Every single one of these leaders is capable of making people do what the Trump mob did in Washington. And we better prepare for it.
What to do?
The question is what democrats should do about this?
It isn’t easy to battle populism, conspiracy theories, fake news and historical myths. That is why many democrats decide to fight the far-right by copying them. They choose a kind of far-right light, becoming a bit anti-refugee or a bit Islamophobic.
We have seen this strategy unfolding in France, when then president Nicolas Sarkozy copied some of the language of Le Pen. Emmanuel Macron chose a similar path after the beheading of a teacher in the suburbs of Paris.
However, the lesson Macron and all those who prefer to copy the far-right points should have learned from Sarkozy is that it only makes the far-right stronger. Let’s call them the ‘shifters’.
There is the opposite strategy, one that doesn’t change opinion but goes full-frontal against the far-right. It’s the strategy of the ‘holders’. The number one example is probably Angela Merkel.
During the so-called refugee crisis, she didn’t shift to the discourse of the far-right. She kept on her line and said “wir schaffen das” [“we can manage this”]. Many said she had made a huge mistake and that this would be the end of her chancellorship and even of her party, the CDU. The opposite happened.
Does that mean that there are no problems with the far-right in Germany? Certainly not, but they don’t set the political agenda as much as the far-right is doing in many other European countries.

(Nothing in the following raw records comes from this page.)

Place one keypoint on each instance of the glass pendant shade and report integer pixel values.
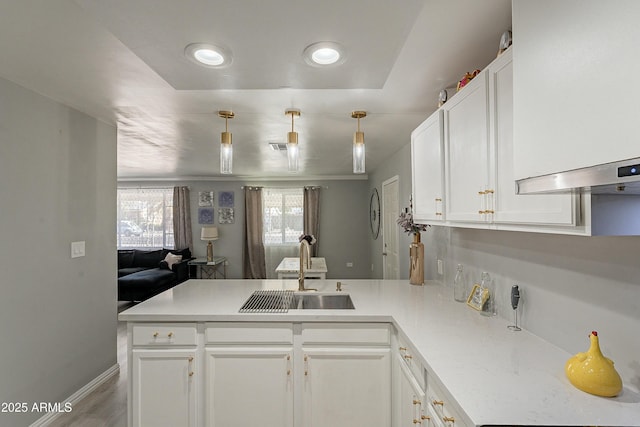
(358, 144)
(292, 151)
(226, 154)
(358, 153)
(226, 148)
(292, 142)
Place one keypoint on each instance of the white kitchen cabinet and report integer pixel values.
(467, 151)
(344, 387)
(410, 398)
(576, 103)
(304, 375)
(502, 204)
(164, 375)
(163, 388)
(249, 386)
(427, 159)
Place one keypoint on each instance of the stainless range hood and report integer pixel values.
(621, 177)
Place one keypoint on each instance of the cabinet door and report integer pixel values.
(249, 386)
(410, 401)
(427, 157)
(510, 207)
(346, 387)
(163, 388)
(466, 152)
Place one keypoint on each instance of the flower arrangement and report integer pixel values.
(405, 220)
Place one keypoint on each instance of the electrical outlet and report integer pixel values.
(77, 249)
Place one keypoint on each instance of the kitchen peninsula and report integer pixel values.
(472, 370)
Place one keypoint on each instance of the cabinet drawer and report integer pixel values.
(164, 334)
(442, 406)
(248, 333)
(410, 357)
(346, 333)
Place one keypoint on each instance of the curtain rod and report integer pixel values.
(283, 187)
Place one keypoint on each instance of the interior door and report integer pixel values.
(390, 213)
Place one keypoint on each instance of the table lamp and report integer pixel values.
(210, 234)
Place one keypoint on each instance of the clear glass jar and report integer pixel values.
(459, 288)
(489, 306)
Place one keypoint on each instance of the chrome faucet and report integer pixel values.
(304, 247)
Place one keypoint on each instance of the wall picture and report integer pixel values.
(205, 198)
(225, 199)
(205, 215)
(225, 216)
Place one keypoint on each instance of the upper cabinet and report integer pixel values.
(575, 101)
(426, 169)
(507, 206)
(466, 152)
(479, 181)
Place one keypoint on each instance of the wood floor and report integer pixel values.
(106, 406)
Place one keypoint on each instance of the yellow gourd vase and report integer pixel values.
(593, 373)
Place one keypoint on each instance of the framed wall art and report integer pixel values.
(205, 198)
(205, 216)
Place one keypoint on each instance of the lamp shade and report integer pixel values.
(209, 233)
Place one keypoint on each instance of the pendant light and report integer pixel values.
(358, 144)
(226, 149)
(292, 142)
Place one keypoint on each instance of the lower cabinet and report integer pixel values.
(409, 399)
(249, 386)
(346, 387)
(164, 388)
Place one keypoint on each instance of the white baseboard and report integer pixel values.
(76, 397)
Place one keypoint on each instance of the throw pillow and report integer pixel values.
(172, 259)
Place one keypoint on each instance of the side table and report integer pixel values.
(208, 269)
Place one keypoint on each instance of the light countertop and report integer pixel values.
(496, 375)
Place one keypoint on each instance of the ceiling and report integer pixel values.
(123, 61)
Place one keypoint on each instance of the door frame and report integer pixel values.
(395, 178)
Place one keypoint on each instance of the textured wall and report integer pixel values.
(57, 314)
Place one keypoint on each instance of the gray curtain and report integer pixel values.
(311, 211)
(253, 258)
(182, 235)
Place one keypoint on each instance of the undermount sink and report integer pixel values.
(322, 302)
(281, 301)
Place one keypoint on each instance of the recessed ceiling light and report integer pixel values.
(322, 54)
(208, 55)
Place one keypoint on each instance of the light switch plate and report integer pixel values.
(77, 249)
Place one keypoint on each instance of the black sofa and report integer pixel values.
(143, 274)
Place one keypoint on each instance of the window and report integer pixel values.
(145, 218)
(282, 215)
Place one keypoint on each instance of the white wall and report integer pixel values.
(343, 223)
(570, 285)
(57, 314)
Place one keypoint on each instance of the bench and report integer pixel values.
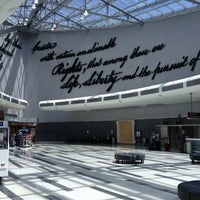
(195, 156)
(129, 157)
(189, 190)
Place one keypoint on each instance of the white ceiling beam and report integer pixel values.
(7, 7)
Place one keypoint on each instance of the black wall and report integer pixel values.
(79, 132)
(82, 132)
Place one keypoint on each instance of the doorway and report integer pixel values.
(126, 132)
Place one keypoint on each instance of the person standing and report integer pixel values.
(182, 140)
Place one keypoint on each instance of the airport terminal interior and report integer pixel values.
(99, 99)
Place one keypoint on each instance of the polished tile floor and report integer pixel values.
(87, 172)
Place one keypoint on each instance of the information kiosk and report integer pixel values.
(4, 149)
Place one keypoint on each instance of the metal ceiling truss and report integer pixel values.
(65, 15)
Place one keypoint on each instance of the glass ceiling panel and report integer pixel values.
(66, 15)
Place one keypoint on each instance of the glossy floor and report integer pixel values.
(86, 172)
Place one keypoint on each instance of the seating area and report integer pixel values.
(189, 190)
(195, 156)
(129, 157)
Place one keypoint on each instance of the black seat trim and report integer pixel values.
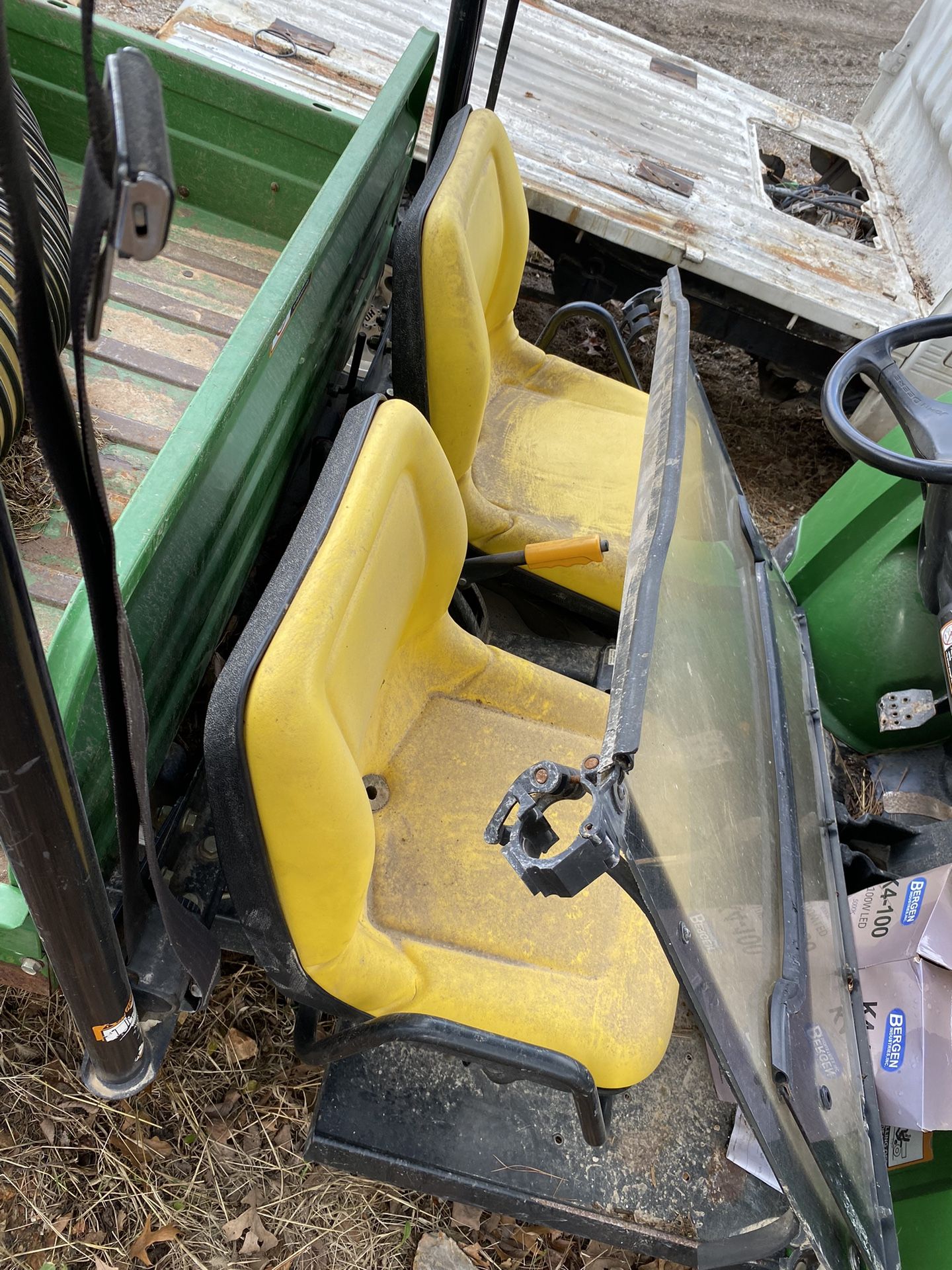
(409, 335)
(238, 829)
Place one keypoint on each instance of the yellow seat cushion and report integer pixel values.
(541, 448)
(407, 908)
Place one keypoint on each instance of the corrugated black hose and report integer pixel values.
(55, 222)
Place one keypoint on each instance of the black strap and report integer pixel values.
(71, 456)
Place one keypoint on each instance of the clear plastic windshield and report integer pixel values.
(730, 840)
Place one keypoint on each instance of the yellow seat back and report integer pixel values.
(382, 575)
(473, 254)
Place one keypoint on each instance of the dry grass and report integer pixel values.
(27, 487)
(80, 1180)
(861, 790)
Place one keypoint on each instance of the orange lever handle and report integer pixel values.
(565, 552)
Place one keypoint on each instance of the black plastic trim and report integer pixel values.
(409, 335)
(597, 313)
(238, 828)
(762, 1246)
(790, 991)
(509, 1060)
(656, 498)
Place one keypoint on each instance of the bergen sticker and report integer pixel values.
(914, 901)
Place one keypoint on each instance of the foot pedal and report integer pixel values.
(909, 708)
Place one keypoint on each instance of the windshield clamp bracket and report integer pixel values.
(526, 841)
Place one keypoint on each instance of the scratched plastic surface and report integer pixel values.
(705, 784)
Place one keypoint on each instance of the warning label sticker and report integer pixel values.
(114, 1032)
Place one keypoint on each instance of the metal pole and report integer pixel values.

Therefore, it is time for European democrats to wake up.
In fact, I should say we democrats should wake up. Politicians, journalists and civil society.
We should stop shifting discourse and hold our democratic lines firmly. We should not tolerate the anti-democratic behaviour of the current Hungarian and Polish government anymore and give a clear signal to other governments and parties that betraying our democratic values is unacceptable.
If not, before we know, they will organise a march on Brussels.